Ha avuto luogo nel tardo pomeriggio di venerdì 1° luglio, presso la libreria “L’albero dei fichi” a Cerignola, la presentazione del libro «Di padre in figlio-Canto, radici e visioni al crocevia della narrazione» (Ago editore). Protagonisti dell’incontro sono stati gli autori e fratelli Antonio e Mattea Belpiede, che hanno dialogato con Liana Petruzzelli. La particolarità di questa pubblicazione sta nel fatto che è un’opera a sei mani, due delle quali però – quelle da cui ha origine il tutto – sono di un padre, Nicola, scomparso ormai diversi anni fa. A spiegare nel dettaglio a lanotiziaweb.it come ciò sia stato possibile è uno degli altri due autori, Antonio, facendo dei passi indietro: «Tutto ha inizio quando, con mio fratello Vincenzo, accompagnai mio padre alla Humanitas di Rozzano (Milano), clinica specializzata per l’oncologia, il 9 agosto 2006. In quell’occasione ci fu confermato che nostro padre aveva la recidiva di un tumore al colon, per il quale era stato operato cinque anni prima. Quando papà comprese che ‘la belva’ si era ripresentata, ha cominciato a scrivere. Morì esattamente un anno e due giorni dopo, l’11 agosto 2007».
La scrittura diventa, a questo punto, terapia: «In questo anno lui tira fuori tutto, scrivendo. È come se fosse dell’acqua sotterranea che, dopo aver eroso per secoli la roccia, esplode dando origine a una cascata. Così ci ha lasciato documenti preziosi. Parla della sua famiglia sin dagli anni 1928-29, quando aveva 4-5 anni. Parla di Cerignola, aiutato da una memoria prodigiosa, attraverso filastrocche, fatti di Chiesa, canti dei braccianti, aneddoti, personaggi tipici della città, nomignoli e tanto altro. Ci sono inoltre diverse sue poesie e testi in prosa. Abbiamo curato e organizzato questo materiale, dopodiché abbiamo aggiunto scritti miei e di mia sorella. E qui è nata l’idea dei tre autori, dei tre Belpiede, di padre in figlio».
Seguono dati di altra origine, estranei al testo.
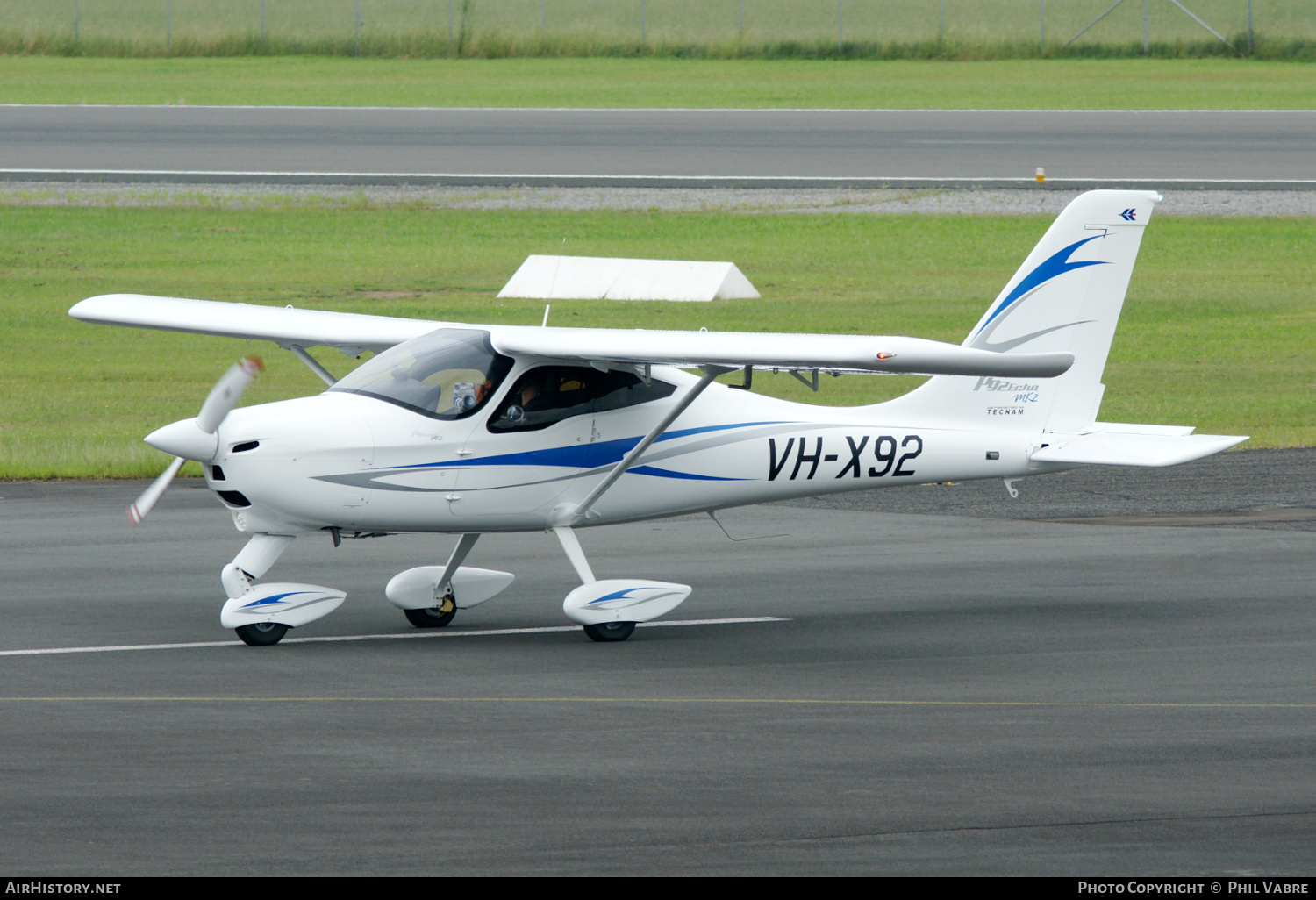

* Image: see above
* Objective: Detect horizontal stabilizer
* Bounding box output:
[1029,429,1248,466]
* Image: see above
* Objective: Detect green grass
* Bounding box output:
[0,0,1316,60]
[0,57,1316,110]
[0,204,1316,479]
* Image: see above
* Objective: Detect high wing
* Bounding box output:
[494,326,1074,378]
[68,294,1074,378]
[68,294,442,357]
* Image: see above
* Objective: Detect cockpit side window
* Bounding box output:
[329,328,512,420]
[489,366,676,432]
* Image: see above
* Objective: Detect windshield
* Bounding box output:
[329,328,512,418]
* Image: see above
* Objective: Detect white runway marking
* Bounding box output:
[0,616,791,657]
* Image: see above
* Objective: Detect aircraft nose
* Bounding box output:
[147,418,220,462]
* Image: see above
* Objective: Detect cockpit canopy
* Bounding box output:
[329,328,512,420]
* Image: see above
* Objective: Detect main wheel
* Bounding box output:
[233,623,289,647]
[584,623,636,642]
[403,594,457,628]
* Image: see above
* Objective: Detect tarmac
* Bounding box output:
[0,450,1316,876]
[0,105,1316,189]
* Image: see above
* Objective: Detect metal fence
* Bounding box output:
[0,0,1316,47]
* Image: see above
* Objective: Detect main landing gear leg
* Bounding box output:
[220,534,297,647]
[553,528,636,644]
[403,533,481,628]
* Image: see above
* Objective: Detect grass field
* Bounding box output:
[0,204,1316,479]
[0,0,1316,57]
[0,57,1316,110]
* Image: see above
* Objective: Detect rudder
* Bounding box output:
[891,191,1161,432]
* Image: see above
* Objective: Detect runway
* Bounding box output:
[0,450,1316,875]
[0,105,1316,189]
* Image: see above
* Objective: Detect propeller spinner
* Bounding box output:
[128,357,265,525]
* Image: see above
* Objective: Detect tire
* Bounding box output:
[233,623,289,647]
[403,594,457,628]
[584,623,636,644]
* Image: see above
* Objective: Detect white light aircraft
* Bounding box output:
[70,191,1247,645]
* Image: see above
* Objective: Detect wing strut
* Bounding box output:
[570,366,736,521]
[283,344,339,387]
[434,532,481,600]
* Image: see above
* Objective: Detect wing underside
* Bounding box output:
[68,294,1074,378]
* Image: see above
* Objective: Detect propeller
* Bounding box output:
[128,357,265,525]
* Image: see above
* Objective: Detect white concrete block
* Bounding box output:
[499,255,760,300]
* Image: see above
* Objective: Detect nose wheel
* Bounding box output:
[233,623,289,647]
[403,594,457,628]
[582,623,636,644]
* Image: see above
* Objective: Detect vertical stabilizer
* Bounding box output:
[892,191,1161,432]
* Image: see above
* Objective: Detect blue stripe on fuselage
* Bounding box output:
[389,423,783,481]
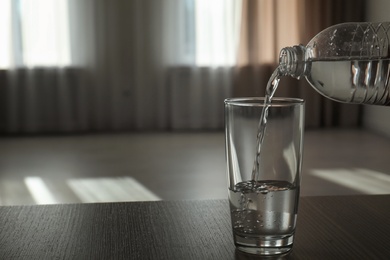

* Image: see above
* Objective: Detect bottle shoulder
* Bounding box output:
[306,22,390,60]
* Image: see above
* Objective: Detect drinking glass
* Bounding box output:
[225,98,304,255]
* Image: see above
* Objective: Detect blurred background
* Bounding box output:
[0,0,390,205]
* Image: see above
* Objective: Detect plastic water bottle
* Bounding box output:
[279,22,390,106]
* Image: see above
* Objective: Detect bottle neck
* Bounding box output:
[279,45,308,79]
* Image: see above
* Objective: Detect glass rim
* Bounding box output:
[224,97,305,107]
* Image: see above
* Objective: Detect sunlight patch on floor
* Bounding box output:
[24,177,58,204]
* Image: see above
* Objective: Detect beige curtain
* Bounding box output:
[233,0,365,127]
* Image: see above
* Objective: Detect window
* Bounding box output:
[195,0,241,66]
[0,0,71,68]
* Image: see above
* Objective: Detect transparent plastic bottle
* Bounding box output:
[279,22,390,106]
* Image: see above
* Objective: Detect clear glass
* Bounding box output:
[225,97,304,255]
[279,22,390,105]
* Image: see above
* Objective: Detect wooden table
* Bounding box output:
[0,195,390,260]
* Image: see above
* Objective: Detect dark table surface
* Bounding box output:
[0,195,390,260]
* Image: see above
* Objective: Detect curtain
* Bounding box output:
[0,0,364,133]
[0,0,241,133]
[233,0,365,127]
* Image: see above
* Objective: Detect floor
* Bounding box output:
[0,130,390,205]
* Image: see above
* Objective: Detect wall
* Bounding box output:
[363,0,390,137]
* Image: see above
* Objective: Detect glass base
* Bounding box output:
[234,234,294,256]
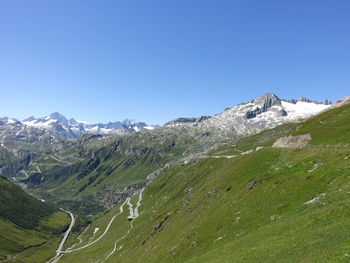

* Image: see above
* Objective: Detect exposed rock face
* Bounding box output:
[164,93,330,139]
[332,96,350,108]
[164,116,211,126]
[272,133,312,148]
[246,93,287,119]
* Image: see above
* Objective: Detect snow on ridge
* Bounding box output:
[281,101,331,119]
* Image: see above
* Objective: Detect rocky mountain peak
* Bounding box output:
[246,93,287,119]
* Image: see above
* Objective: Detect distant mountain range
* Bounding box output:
[164,93,332,137]
[0,93,332,142]
[0,112,157,138]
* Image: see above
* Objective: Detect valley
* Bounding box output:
[0,94,350,263]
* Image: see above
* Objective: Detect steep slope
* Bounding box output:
[0,175,69,262]
[165,93,331,137]
[22,112,156,138]
[61,102,350,262]
[22,94,329,217]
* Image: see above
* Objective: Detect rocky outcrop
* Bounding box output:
[164,116,211,126]
[272,133,312,148]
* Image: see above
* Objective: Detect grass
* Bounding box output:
[56,105,350,263]
[0,175,70,263]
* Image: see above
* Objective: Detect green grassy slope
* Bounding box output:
[24,130,221,214]
[0,175,69,262]
[61,105,350,263]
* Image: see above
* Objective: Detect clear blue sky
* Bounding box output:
[0,0,350,124]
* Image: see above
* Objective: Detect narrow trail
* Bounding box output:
[16,127,24,136]
[126,197,134,220]
[209,155,237,159]
[49,154,72,164]
[62,201,126,254]
[67,225,90,250]
[47,208,75,263]
[101,188,145,263]
[19,170,29,179]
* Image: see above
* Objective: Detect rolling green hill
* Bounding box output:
[56,105,350,263]
[0,175,69,262]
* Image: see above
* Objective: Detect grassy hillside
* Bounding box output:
[23,129,226,217]
[0,175,69,262]
[60,105,350,263]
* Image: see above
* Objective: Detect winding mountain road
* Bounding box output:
[101,188,145,263]
[62,201,126,254]
[47,208,75,263]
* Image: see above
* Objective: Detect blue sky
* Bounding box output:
[0,0,350,124]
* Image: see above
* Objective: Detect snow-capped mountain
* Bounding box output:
[22,112,155,138]
[165,93,332,137]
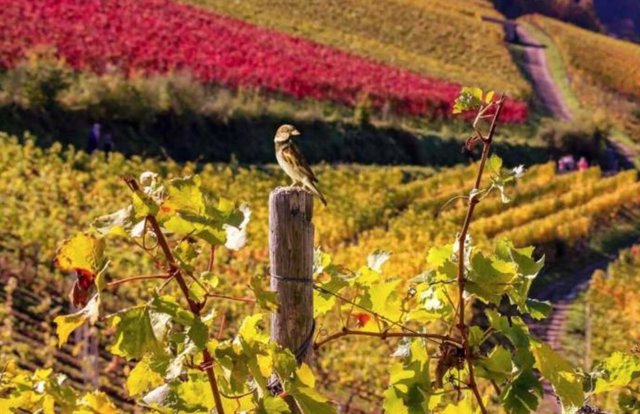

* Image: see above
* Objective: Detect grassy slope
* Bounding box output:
[180,0,530,97]
[526,15,640,96]
[0,135,640,410]
[522,21,581,113]
[520,15,640,136]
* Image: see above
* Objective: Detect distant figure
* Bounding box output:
[578,157,589,171]
[604,145,618,172]
[102,128,113,158]
[87,122,100,154]
[558,155,576,173]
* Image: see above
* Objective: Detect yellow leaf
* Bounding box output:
[298,363,316,388]
[484,91,495,103]
[55,233,104,275]
[127,358,164,397]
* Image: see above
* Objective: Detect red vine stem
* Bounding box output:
[313,328,459,349]
[457,95,505,414]
[107,273,171,288]
[124,177,224,414]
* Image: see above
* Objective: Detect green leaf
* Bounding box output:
[466,253,517,305]
[164,212,227,246]
[131,190,158,219]
[222,205,251,250]
[91,205,134,237]
[110,306,162,359]
[238,313,269,344]
[189,282,207,302]
[361,280,402,321]
[594,352,640,394]
[427,244,453,269]
[383,339,431,413]
[73,391,118,414]
[150,295,195,326]
[367,250,391,273]
[53,294,100,347]
[126,356,164,397]
[531,342,584,410]
[522,299,553,321]
[288,386,337,414]
[487,154,502,174]
[162,175,205,215]
[500,370,544,414]
[484,91,495,103]
[167,375,215,413]
[477,346,513,383]
[249,275,278,312]
[187,318,209,350]
[256,395,291,414]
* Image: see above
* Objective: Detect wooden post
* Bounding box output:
[269,187,315,364]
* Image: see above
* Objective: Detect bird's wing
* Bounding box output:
[282,143,318,182]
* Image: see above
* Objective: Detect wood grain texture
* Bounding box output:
[269,187,314,363]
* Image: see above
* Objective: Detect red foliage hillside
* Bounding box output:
[0,0,527,122]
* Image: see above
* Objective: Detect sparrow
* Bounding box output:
[273,124,327,206]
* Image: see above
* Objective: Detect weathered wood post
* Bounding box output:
[269,187,315,364]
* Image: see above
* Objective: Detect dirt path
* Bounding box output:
[529,260,609,413]
[516,25,572,121]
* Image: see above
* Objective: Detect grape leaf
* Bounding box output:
[531,342,584,409]
[466,253,517,305]
[73,391,118,414]
[383,340,431,413]
[256,395,291,414]
[500,370,544,414]
[110,306,162,359]
[126,356,164,397]
[53,294,100,347]
[91,205,134,237]
[222,205,251,250]
[54,233,105,277]
[187,318,209,350]
[521,299,553,321]
[594,352,640,394]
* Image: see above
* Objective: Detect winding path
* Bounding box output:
[516,25,572,121]
[516,25,635,413]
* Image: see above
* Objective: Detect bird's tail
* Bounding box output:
[305,180,327,207]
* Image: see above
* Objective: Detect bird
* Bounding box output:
[273,124,327,206]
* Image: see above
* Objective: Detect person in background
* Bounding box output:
[558,155,576,173]
[102,127,113,158]
[87,122,100,154]
[578,157,589,171]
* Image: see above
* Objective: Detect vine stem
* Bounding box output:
[107,273,171,288]
[457,95,506,414]
[124,177,224,414]
[313,328,459,349]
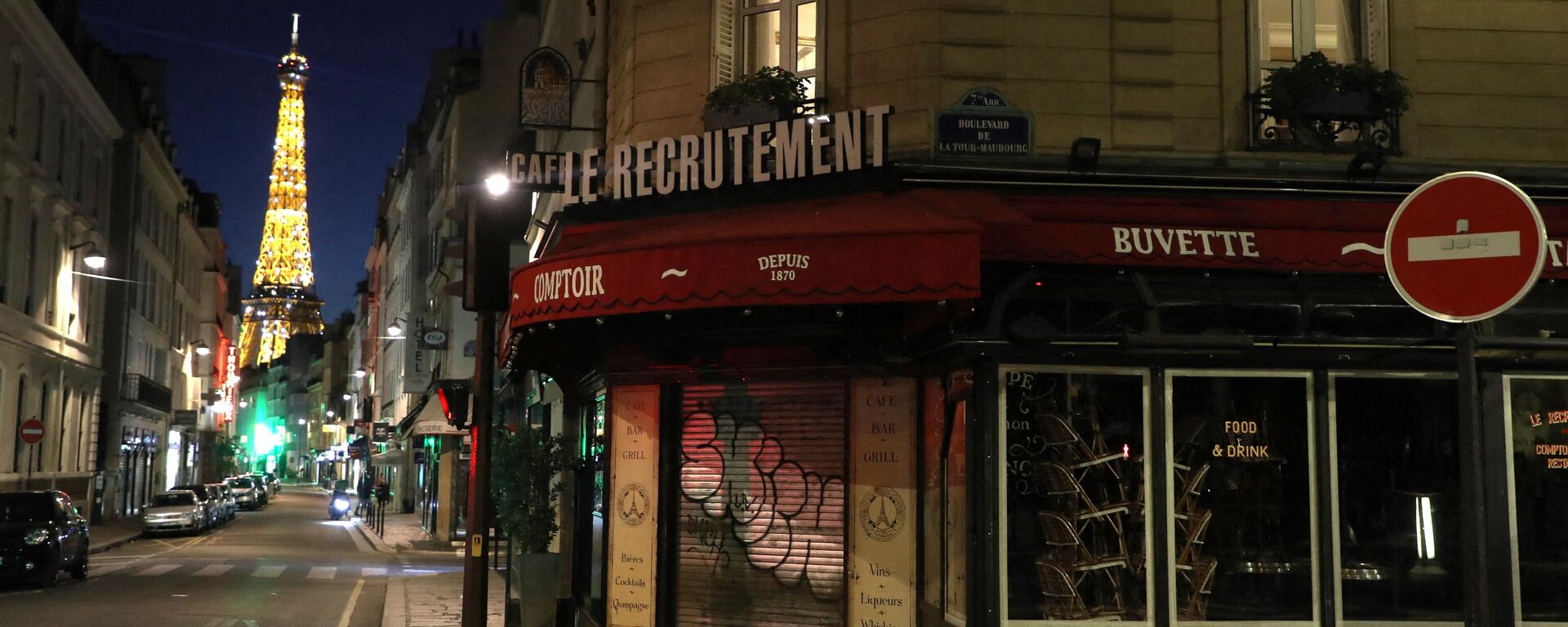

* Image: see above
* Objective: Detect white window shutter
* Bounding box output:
[714,0,737,87]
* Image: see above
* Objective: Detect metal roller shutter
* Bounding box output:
[676,381,847,625]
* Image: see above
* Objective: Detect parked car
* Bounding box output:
[141,491,207,535]
[207,482,240,520]
[225,477,262,509]
[0,491,88,588]
[169,482,223,530]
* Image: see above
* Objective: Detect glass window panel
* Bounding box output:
[1511,378,1568,620]
[1312,0,1361,63]
[1258,0,1295,63]
[742,11,781,72]
[1169,376,1314,620]
[795,2,817,72]
[1004,371,1147,620]
[1334,376,1464,622]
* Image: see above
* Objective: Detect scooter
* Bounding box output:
[326,492,353,520]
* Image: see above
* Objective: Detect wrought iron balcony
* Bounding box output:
[119,375,174,412]
[1246,94,1401,155]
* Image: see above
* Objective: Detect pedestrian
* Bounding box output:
[354,474,370,516]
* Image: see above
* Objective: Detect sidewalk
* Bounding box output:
[88,516,141,554]
[353,498,506,627]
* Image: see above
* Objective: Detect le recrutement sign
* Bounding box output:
[506,105,892,207]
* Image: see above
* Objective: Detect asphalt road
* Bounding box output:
[0,486,461,627]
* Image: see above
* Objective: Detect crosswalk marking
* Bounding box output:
[88,564,127,576]
[136,564,180,577]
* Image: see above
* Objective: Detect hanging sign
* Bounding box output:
[936,88,1035,158]
[508,105,892,207]
[847,378,917,627]
[605,385,658,627]
[518,47,572,127]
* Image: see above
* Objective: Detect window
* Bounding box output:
[999,367,1151,624]
[11,375,27,472]
[920,370,973,625]
[1253,0,1377,82]
[7,61,22,138]
[22,215,38,315]
[714,0,822,99]
[33,89,46,163]
[1165,373,1317,622]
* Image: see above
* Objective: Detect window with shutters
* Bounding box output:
[714,0,822,99]
[675,381,847,627]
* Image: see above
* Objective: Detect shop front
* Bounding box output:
[503,172,1568,625]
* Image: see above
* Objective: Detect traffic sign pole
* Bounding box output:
[1383,172,1546,625]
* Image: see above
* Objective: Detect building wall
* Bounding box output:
[0,2,121,499]
[607,0,1568,176]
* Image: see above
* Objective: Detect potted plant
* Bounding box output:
[702,68,806,130]
[491,425,571,627]
[1259,51,1410,145]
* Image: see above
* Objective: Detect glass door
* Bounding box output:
[1328,373,1464,625]
[1165,370,1321,624]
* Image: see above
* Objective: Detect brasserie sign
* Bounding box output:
[508,105,892,207]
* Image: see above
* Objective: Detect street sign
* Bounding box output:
[1383,172,1546,323]
[16,419,44,443]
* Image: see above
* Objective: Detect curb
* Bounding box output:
[88,533,141,555]
[381,576,408,627]
[354,519,397,554]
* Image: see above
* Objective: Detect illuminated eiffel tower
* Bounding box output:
[240,12,322,367]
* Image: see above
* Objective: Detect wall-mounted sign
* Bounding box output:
[518,47,572,127]
[936,88,1035,158]
[605,385,658,627]
[508,105,892,207]
[847,380,919,627]
[419,326,447,351]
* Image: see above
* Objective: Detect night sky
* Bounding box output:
[82,0,501,322]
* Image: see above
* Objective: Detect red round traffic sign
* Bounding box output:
[1383,172,1546,323]
[16,419,44,443]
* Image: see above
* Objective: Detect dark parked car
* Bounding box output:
[141,491,207,536]
[207,482,240,520]
[169,482,225,528]
[0,491,88,588]
[225,477,265,509]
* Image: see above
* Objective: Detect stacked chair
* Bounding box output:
[1035,412,1143,620]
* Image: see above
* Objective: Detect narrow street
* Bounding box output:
[0,486,461,627]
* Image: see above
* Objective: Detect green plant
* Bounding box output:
[1261,51,1410,119]
[704,66,806,114]
[491,425,572,554]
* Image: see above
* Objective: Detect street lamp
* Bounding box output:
[484,172,511,198]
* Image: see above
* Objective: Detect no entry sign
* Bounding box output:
[1383,172,1546,323]
[16,419,44,443]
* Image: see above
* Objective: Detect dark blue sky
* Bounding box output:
[82,0,503,320]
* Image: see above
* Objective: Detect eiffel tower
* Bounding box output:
[240,12,322,367]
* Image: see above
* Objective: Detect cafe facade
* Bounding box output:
[501,100,1568,627]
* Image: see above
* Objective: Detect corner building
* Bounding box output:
[497,0,1568,627]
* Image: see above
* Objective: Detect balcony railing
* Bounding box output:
[1246,94,1401,155]
[119,375,174,412]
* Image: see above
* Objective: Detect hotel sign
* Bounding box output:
[508,105,892,207]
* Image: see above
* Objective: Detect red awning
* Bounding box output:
[510,193,982,326]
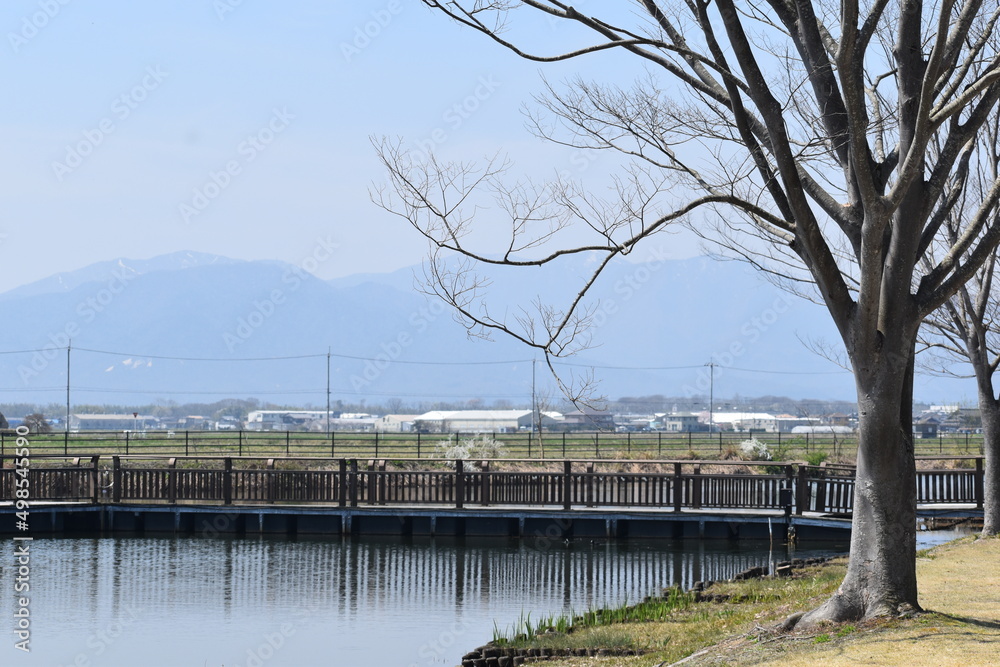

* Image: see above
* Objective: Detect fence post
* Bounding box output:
[816,461,826,514]
[795,465,809,516]
[337,459,347,507]
[111,456,122,503]
[563,461,573,510]
[167,458,177,505]
[778,464,795,516]
[90,456,101,505]
[587,461,594,507]
[377,459,386,505]
[672,464,691,512]
[365,459,378,505]
[348,459,358,507]
[479,461,490,507]
[975,456,985,509]
[455,459,465,509]
[691,463,701,510]
[222,456,233,505]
Si giunge quindi all’obiettivo dell’opera, ciò che si spera lasci nel lettore: «La bellezza non ha bisogno di molte presentazioni, da qualunque arte o qualunque ordine delle cose venga fuori. Nostro padre è stato una figura bella, umile, modesta, frugale. Un padre di famiglia fra i tanti, come li definisco, ‘onesti artigiani della democrazia’ che dopo il 1945 si sono rimboccati le maniche e hanno fatto entrare nel G7 un Paese che aveva perso la guerra e veniva dalla dittatura feroce. Viene fuori la bellezza di un uomo onesto – tiene a sottolineare l’autore – che aveva criptato per tutta la vita la sua capacità letteraria. Ho sentito suoi amici di scuola dell’Istituto Agrario che mi hanno detto che era il primo della classe in italiano. Nell’ultimo segmento della vita ha avuto il dono di esprimere in canto queste cose». Un padre da ricordare, con il termine da intendersi come “richiamare al cuore”, e da raccontare, ciò che un tempo rappresentava la consuetudine nel nucleo familiare. In conclusione, chiedendogli di immaginare cosa avrebbe pensato suo padre di questo libro, Antonio Belpiede non risparmia una battuta: «Papà si sarebbe commosso, mi avrebbe detto che abbiamo fatto una cosa bella e che non avremmo dovuto. Mentre lui era il timido della famiglia, io sono invece quello sfacciato».